SCISSOR
SCISSOR
is an R package containing tools for statistical analysis and visualization of base-level RNA-seq data.
Overview
SCISSOR
(shape changes in selecting sample outliers in RNA-seq) aims for unsupervised screening of a range of structural alterations in RNA-seq data. SCISSOR
considers a novel shape property of aligned short read data through a base-level pileup file. This intact and uncompressed view of RNA-seq profile enables the unbiased discovery of structural alterations by looking for anomalous shapes in expression. This approach holds promise for identifying otherwise obscured genetic aberrations. As a result, SCISSOR
identifies known as well as novel aberrations including abnormal splicing, intra-/intergenic deletions, small indels, alternative transcription start/termination.
Statistical model
With the goal of detecting samples exhibiting anomalous shapes, SCISSOR
models base-level read counts using a high-dimensional latent variable framework that is naturally integrated to its normalization, abnormal feature extraction, and quantification. A latent variable is used to model an underlying abnormal trajectory, i.e. an outlier direction in a high-dimensional space, that is interrogated for outliers.
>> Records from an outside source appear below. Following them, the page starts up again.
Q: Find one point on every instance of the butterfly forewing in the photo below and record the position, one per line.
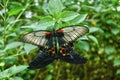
(72, 33)
(37, 38)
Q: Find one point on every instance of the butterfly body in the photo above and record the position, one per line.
(55, 44)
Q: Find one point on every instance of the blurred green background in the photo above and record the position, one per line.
(100, 46)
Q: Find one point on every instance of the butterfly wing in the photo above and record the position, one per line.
(42, 60)
(74, 58)
(39, 38)
(70, 34)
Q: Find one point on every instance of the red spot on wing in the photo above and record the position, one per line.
(60, 31)
(47, 33)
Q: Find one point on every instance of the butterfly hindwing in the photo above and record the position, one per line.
(74, 58)
(39, 38)
(40, 61)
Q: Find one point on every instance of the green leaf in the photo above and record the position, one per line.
(82, 45)
(12, 45)
(29, 47)
(78, 19)
(11, 71)
(43, 24)
(93, 38)
(48, 77)
(68, 15)
(117, 62)
(118, 72)
(109, 49)
(93, 29)
(15, 11)
(16, 78)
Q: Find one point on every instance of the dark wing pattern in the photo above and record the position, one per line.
(72, 33)
(41, 60)
(37, 38)
(74, 58)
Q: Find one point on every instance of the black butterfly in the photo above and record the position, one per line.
(57, 44)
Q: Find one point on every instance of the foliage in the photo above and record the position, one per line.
(100, 46)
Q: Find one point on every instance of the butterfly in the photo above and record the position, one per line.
(56, 44)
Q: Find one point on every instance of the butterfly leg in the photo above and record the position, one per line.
(40, 61)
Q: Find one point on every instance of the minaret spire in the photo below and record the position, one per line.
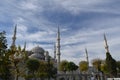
(106, 44)
(24, 46)
(58, 47)
(14, 36)
(54, 51)
(86, 52)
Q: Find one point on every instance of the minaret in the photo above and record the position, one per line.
(86, 52)
(54, 51)
(14, 37)
(58, 47)
(24, 46)
(106, 44)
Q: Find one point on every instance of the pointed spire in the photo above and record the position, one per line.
(14, 36)
(54, 51)
(106, 44)
(58, 47)
(87, 56)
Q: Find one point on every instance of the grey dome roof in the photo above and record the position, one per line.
(38, 50)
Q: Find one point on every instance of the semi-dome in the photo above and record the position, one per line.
(38, 50)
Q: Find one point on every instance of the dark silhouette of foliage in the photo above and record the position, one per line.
(4, 58)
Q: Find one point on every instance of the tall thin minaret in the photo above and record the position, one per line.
(58, 47)
(106, 44)
(86, 52)
(14, 37)
(55, 51)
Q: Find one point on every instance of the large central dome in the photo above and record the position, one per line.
(38, 50)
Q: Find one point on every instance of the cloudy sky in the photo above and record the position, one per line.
(82, 24)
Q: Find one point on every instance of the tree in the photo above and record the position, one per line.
(111, 64)
(63, 65)
(71, 66)
(118, 66)
(33, 65)
(104, 68)
(83, 66)
(4, 58)
(97, 64)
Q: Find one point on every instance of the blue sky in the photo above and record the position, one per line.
(82, 24)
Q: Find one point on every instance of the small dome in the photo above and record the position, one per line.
(38, 50)
(37, 56)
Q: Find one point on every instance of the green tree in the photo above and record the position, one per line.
(17, 58)
(111, 64)
(4, 58)
(63, 65)
(83, 66)
(104, 68)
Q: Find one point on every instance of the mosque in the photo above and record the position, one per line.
(41, 54)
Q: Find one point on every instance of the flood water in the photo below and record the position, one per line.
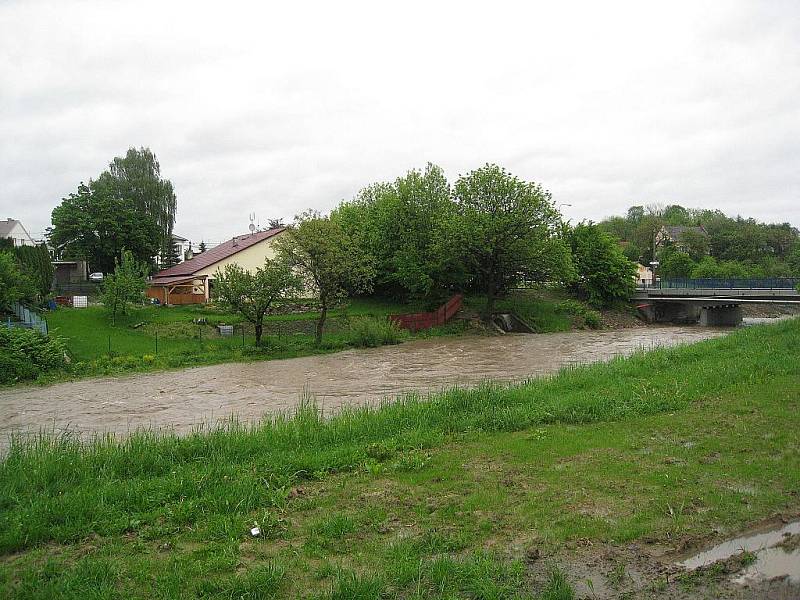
(772, 559)
(187, 398)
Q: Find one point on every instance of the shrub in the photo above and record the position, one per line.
(581, 314)
(24, 353)
(369, 332)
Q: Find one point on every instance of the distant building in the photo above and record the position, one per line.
(191, 281)
(13, 229)
(66, 272)
(182, 246)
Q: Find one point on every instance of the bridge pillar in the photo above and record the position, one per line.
(721, 316)
(670, 312)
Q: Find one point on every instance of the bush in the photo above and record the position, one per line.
(370, 332)
(25, 353)
(582, 315)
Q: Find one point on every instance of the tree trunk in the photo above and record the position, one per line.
(321, 323)
(491, 296)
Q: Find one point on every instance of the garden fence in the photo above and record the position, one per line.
(28, 318)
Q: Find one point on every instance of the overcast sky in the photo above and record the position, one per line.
(274, 108)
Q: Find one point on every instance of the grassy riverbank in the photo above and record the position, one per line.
(450, 496)
(158, 338)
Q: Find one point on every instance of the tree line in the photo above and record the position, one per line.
(725, 247)
(128, 206)
(421, 238)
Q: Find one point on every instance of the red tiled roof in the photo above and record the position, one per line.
(171, 280)
(216, 254)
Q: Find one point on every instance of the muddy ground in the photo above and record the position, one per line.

An outlier case with shape changes then can be a data point that is strongly involved in one or multiple abnormal trajectories, which enables modeling complex structural variation.
Statistical method
SCISSOR
extracts a latent space associated with abnormal sequencing coverage and quantifies the level of abnormality in a robust way for determining the cases with shape changes. As the type of structure of interest is outlying/abnormal, it uses a projection pursuit approach to measure how outlying a sample is in the most extreme one-dimensional direction. At each gene under consideration, the resulting statistic is an outlyingness score for each sample with larger values indicating more severe deviation from other samples in the dataset. For each outlier, SCISSOR
produces the most outlying direction as a single best trajectory that describes abnormalities of the corresponding outlier, which can be used to recover the latent space of outlying outlier directions.
Free software
SCISSOR
is free software and available on Github.